The introduction of the new defensive system laid down in the 1874 vestingwet (law on the use of fortresses) meant that a number of old fortified towns, mostly in the east and south of The Netherlands, were relieved of their defensive role and so could expand outside their ramparts, which largely dated from the 17th century.

Under the terms of the Vestingwet, The Netherlands would be defended by nine defensive systems, most of which were already in existence. The new element was the defensive line around the nation's capital, Amsterdam, which would become the last redoubt. it had a predecessor in the form of earth batteries and semipermanent entrenchments to defend Amsterdam. This defensive line (the Nieuwe Hollandse Waterlinie) was almost complete in the mid-19th century, but it was partly superseded by the stelling van Amsterdam. The new system was so extensive that the entire infrastructure of the country was affected.

Work began on the Stelling in 1883 after lengthy discussions on its military and financial implications. Because it was based on flooding, use was made of the intricate polder system of the western part of The Netherlands. The decision was taken to build the forts along the main defence line in unreinforced concrete, a very early application of this material (first used at Newhaven in the United Kingdom in the 1860s).

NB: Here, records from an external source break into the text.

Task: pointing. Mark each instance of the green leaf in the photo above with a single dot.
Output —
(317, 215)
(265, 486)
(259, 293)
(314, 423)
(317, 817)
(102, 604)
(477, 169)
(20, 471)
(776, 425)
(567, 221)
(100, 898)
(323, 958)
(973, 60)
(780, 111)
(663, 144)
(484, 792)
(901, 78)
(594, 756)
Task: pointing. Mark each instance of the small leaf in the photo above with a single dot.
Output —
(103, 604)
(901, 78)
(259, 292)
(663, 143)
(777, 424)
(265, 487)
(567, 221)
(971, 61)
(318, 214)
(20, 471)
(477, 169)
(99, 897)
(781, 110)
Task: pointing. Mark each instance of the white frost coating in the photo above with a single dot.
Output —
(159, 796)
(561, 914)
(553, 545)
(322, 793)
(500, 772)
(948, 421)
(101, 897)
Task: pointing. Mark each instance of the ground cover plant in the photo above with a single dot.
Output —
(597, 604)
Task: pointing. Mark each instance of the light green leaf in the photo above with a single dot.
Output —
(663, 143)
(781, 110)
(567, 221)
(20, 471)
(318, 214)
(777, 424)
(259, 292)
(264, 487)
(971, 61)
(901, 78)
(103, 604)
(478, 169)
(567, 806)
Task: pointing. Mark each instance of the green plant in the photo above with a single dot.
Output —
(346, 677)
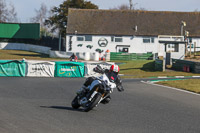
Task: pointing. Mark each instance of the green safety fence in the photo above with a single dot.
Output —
(69, 69)
(20, 30)
(13, 68)
(130, 56)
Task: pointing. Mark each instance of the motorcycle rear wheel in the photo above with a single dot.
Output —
(75, 103)
(93, 103)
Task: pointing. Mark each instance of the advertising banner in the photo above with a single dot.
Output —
(12, 68)
(69, 69)
(40, 68)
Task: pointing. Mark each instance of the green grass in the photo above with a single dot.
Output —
(192, 85)
(145, 68)
(131, 69)
(19, 55)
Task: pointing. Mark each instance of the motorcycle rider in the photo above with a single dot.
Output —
(113, 76)
(73, 57)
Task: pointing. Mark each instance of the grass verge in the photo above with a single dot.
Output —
(192, 85)
(145, 69)
(19, 55)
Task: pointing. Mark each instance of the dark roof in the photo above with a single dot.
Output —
(123, 22)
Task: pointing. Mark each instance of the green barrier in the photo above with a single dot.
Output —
(69, 69)
(12, 68)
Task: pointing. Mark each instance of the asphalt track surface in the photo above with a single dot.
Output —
(43, 105)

In 1892 the northern end of the Nieuwe Hollandse Waterlinie was transferred to the Stelling, to form the eastern part of the defensive system. Certain modifications were carried out to the forts, in line with current military thinking. In the first phase forts were built at the mouths of the main watercourses leading into Amsterdam: a coastal fort at the mouth of the Noordzeekanaal, near Umuiden and an island fort and two coastal batteries in the u east of the city where it joined the former Zuiderzee.

The standard forts on the Stelling were built in two stages. Between 1897 and 1906 eighteen forts were built, and ten more, built to a modified design, were added between 1908 and 1914. The entire Stelling was manned throughout world war I, even though The Netherlands was neutral in that conflict. During this period construction work continued, to be completed in 1920.

Two years later the Netherlands Government revised its defensive plan and decided to build the Holland vesting, which included Part of the Stelling, which had become obsolete with the introduction of the aeroplane into warfare. Part of the flooding was activated when the German army invaded The Netherlands in May 1940, but no fighting took place. The early forts were not abandoned as defensive works until some time after the end of world War 11; some structures are still in use by the Ministry of Defence.

Justification for being a World Heritage Site

The Committee decided to inscribe the nominated property on the basis of cultural criteria (ii), (iv) and (v) considering that the site is of outstanding universal value as it is an exceptional example of an extensive integrated defence system of the modern period which has survived intact and well conserved since it was created in the later 19th century. It is also notable for the unique way in which the Dutch genius for hydraulic engineering has been incorporated into the defences of the nation's capital city.